Mehr Aktivitäten für Väterbeteiligung

„Dass Staatssekretärin Marek Maßnahmen für eine stärkere Einbindung der Väter in die Kinderbetreuung vorschlägt, wird von der AK grundsätzlich begrüßt“, sagt Christoph Klein, Bereichsleiter für Soziales in der AK.

Papamonat einführen

Insbesondere der Anspruch auf Pflegefreistellung auch für geschiedene Väter ist Bestandteil eines von der AK seit längerem geforderten Pakets, mit dem die aktuelle Situation vieler Familien (zB „Patchwork-Familien“) besser berücksichtigt wird. Der Anspruch von Vätern auf einen 14-tägigen Urlaubskonsum anlässlich der Geburt, den Marek vorschlägt, bleibt allerdings deutlich hinter dem von der AK geforderten Papamonat zurück.
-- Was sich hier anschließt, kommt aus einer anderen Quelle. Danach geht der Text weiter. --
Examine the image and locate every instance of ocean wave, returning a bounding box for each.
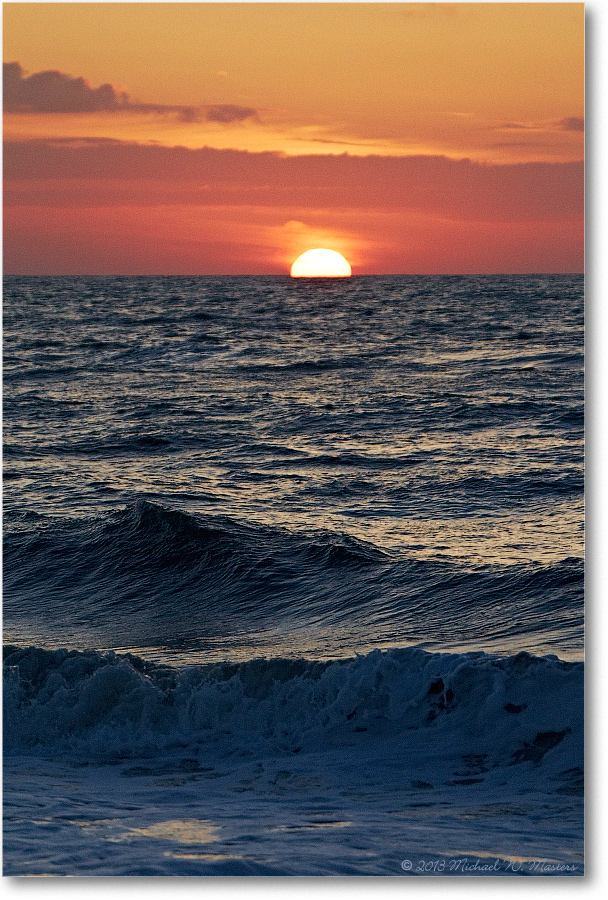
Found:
[4,500,584,655]
[4,646,584,783]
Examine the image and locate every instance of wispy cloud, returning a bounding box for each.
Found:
[3,62,257,125]
[557,116,585,131]
[4,139,584,227]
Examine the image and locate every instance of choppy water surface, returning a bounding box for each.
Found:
[4,276,583,874]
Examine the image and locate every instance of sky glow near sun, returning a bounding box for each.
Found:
[3,3,584,275]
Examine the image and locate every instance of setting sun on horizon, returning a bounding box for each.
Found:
[291,249,352,278]
[3,2,585,274]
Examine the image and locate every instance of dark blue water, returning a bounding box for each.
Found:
[4,276,584,875]
[4,276,583,662]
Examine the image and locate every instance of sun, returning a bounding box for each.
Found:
[291,249,352,278]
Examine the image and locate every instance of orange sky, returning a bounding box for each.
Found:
[3,3,584,274]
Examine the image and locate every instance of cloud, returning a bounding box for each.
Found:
[4,139,584,222]
[2,62,128,113]
[3,62,257,125]
[496,122,535,131]
[206,103,257,125]
[557,116,585,131]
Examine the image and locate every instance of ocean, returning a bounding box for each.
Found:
[3,275,584,877]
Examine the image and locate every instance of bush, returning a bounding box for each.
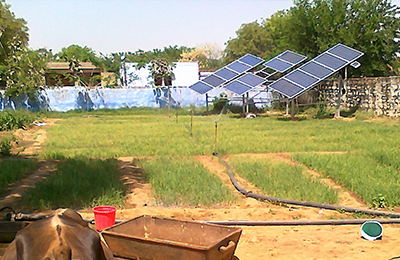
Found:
[0,110,36,131]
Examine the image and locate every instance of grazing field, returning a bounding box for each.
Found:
[141,156,235,206]
[24,158,125,210]
[229,156,338,204]
[3,109,400,208]
[0,159,37,194]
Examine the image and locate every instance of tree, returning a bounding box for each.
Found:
[55,44,105,69]
[0,0,28,85]
[224,21,273,64]
[179,43,222,70]
[0,0,48,100]
[150,59,173,87]
[225,0,400,76]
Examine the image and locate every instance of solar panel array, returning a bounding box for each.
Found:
[224,50,307,95]
[189,51,307,95]
[189,54,264,94]
[268,43,364,99]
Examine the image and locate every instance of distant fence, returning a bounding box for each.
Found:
[320,77,400,117]
[0,87,271,111]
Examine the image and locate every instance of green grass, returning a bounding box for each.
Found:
[0,159,37,194]
[293,152,400,207]
[10,109,400,209]
[0,109,38,131]
[24,159,125,209]
[140,156,235,206]
[229,156,338,204]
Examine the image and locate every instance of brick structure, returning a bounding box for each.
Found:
[317,77,400,117]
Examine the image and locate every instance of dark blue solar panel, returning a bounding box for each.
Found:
[215,68,239,80]
[315,53,347,70]
[189,81,213,95]
[286,70,319,88]
[279,52,306,64]
[225,81,252,95]
[301,61,334,79]
[269,79,303,97]
[264,59,292,72]
[203,75,225,87]
[227,61,251,73]
[329,44,362,61]
[269,44,364,98]
[239,54,264,67]
[237,74,265,88]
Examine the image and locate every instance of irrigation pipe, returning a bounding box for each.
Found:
[209,218,400,226]
[213,153,400,218]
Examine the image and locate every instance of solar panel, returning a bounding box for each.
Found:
[279,51,307,64]
[301,61,335,79]
[203,75,225,87]
[225,51,307,95]
[264,58,293,72]
[237,73,265,88]
[286,70,319,88]
[226,61,251,73]
[225,81,252,95]
[214,68,239,80]
[189,54,265,95]
[269,78,304,97]
[269,43,364,98]
[190,81,213,95]
[239,54,265,67]
[329,44,362,61]
[315,53,347,70]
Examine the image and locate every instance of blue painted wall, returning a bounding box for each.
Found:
[0,87,271,111]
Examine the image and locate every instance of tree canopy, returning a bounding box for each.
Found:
[225,0,400,76]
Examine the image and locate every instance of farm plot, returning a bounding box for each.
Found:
[34,110,399,209]
[229,156,338,204]
[0,159,37,194]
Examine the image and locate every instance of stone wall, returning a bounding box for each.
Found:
[317,77,400,117]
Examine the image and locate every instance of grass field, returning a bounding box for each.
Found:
[1,109,400,207]
[229,156,338,204]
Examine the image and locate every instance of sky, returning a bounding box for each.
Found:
[6,0,294,54]
[6,0,400,54]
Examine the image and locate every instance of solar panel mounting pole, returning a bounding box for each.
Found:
[286,98,289,115]
[246,92,250,113]
[335,74,343,117]
[206,94,208,112]
[290,98,294,121]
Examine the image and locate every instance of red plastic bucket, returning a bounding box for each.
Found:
[93,206,117,231]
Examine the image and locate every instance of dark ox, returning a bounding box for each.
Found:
[2,209,114,260]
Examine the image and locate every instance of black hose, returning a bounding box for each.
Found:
[206,218,400,226]
[213,153,400,218]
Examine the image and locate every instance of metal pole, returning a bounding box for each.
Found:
[290,98,294,120]
[246,92,250,113]
[335,74,343,117]
[242,94,246,114]
[206,94,208,112]
[190,110,193,136]
[286,98,289,115]
[214,122,218,154]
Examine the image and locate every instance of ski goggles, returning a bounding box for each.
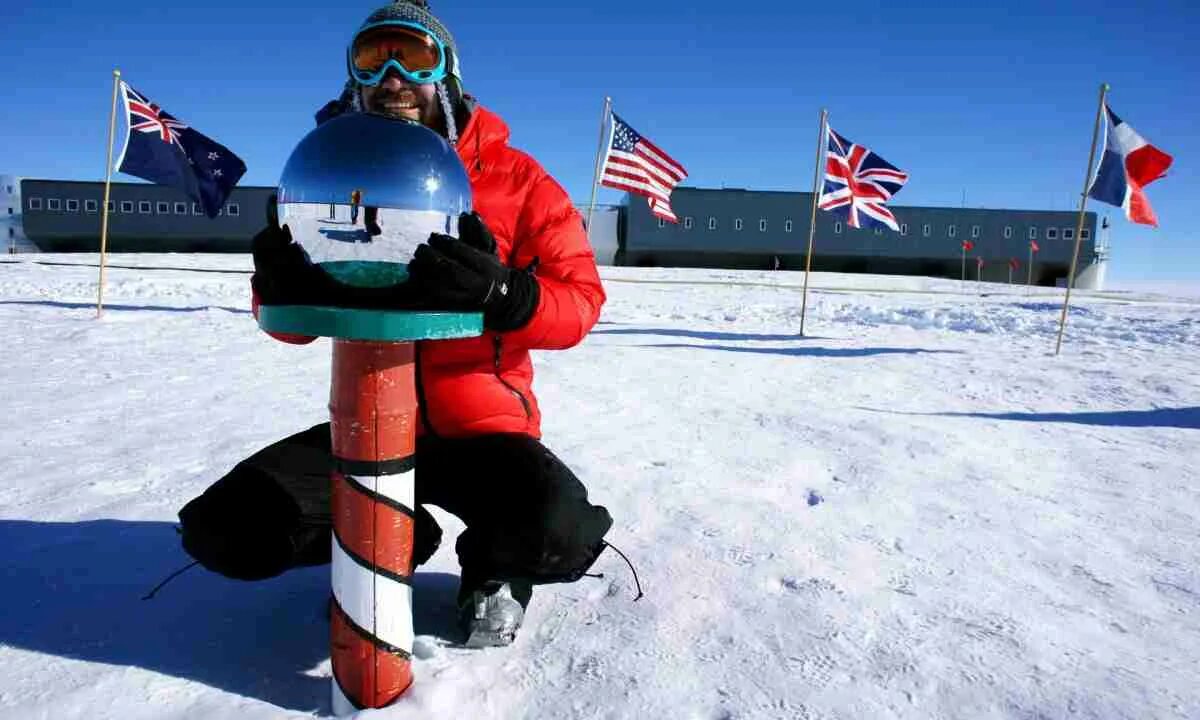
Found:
[346,20,446,85]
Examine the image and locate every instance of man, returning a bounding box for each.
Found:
[350,190,362,224]
[187,0,612,646]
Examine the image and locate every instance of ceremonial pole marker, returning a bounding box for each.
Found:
[259,306,482,715]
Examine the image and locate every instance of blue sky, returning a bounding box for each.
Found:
[0,0,1200,286]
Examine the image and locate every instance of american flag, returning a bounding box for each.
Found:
[820,127,908,230]
[600,113,688,222]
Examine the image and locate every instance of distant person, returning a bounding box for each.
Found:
[350,190,362,224]
[184,0,612,646]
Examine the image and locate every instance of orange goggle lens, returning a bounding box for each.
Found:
[350,28,442,73]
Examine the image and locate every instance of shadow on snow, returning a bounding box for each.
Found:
[0,520,458,714]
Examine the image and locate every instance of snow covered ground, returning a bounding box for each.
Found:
[0,256,1200,720]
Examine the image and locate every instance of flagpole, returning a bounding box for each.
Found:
[1054,83,1109,355]
[800,108,829,337]
[588,96,612,244]
[96,70,121,318]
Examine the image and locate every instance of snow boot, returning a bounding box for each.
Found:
[458,581,528,648]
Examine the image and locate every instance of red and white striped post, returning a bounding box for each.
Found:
[329,338,418,715]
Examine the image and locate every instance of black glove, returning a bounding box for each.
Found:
[408,212,540,331]
[251,194,422,310]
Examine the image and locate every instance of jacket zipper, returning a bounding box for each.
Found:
[492,334,533,420]
[413,342,438,438]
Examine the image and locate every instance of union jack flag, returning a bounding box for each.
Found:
[116,82,246,217]
[600,113,688,222]
[818,127,908,230]
[121,83,187,150]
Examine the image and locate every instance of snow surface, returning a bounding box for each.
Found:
[0,254,1200,720]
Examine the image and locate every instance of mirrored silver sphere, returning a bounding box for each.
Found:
[278,113,470,286]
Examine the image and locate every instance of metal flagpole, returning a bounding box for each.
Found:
[96,70,121,318]
[800,108,829,337]
[1054,83,1109,355]
[588,96,612,242]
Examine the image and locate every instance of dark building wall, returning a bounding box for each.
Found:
[20,180,275,252]
[622,187,1096,284]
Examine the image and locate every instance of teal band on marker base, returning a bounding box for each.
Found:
[258,305,484,342]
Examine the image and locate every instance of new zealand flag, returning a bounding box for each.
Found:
[116,82,246,217]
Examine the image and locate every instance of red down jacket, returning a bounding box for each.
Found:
[253,106,605,438]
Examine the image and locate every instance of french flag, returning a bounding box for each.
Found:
[1087,103,1171,227]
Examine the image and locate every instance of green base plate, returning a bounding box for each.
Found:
[258,305,484,342]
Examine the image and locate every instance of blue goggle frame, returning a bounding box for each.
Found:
[346,20,446,85]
„Mit dem Urlaub verbinden die meisten Väter die Vorstellung einer gemeinsamen Erholungszeit, wenn das Baby doch zumindest einige Monate alt ist. Wenn wir möglichst viele Väter dazu bringen wollen, sofort nach der Geburt eine intensive Beziehung zum Kind aufzubauen und ihren Teil der gemeinsamen Betreuung zu übernehmen, dann braucht es den großzügigeren Ansatz des Papamonats“, sagen die AK Experten und fordern weiter die Umsetzung des AK-Familienpakets für mehr Väterbeteiligung.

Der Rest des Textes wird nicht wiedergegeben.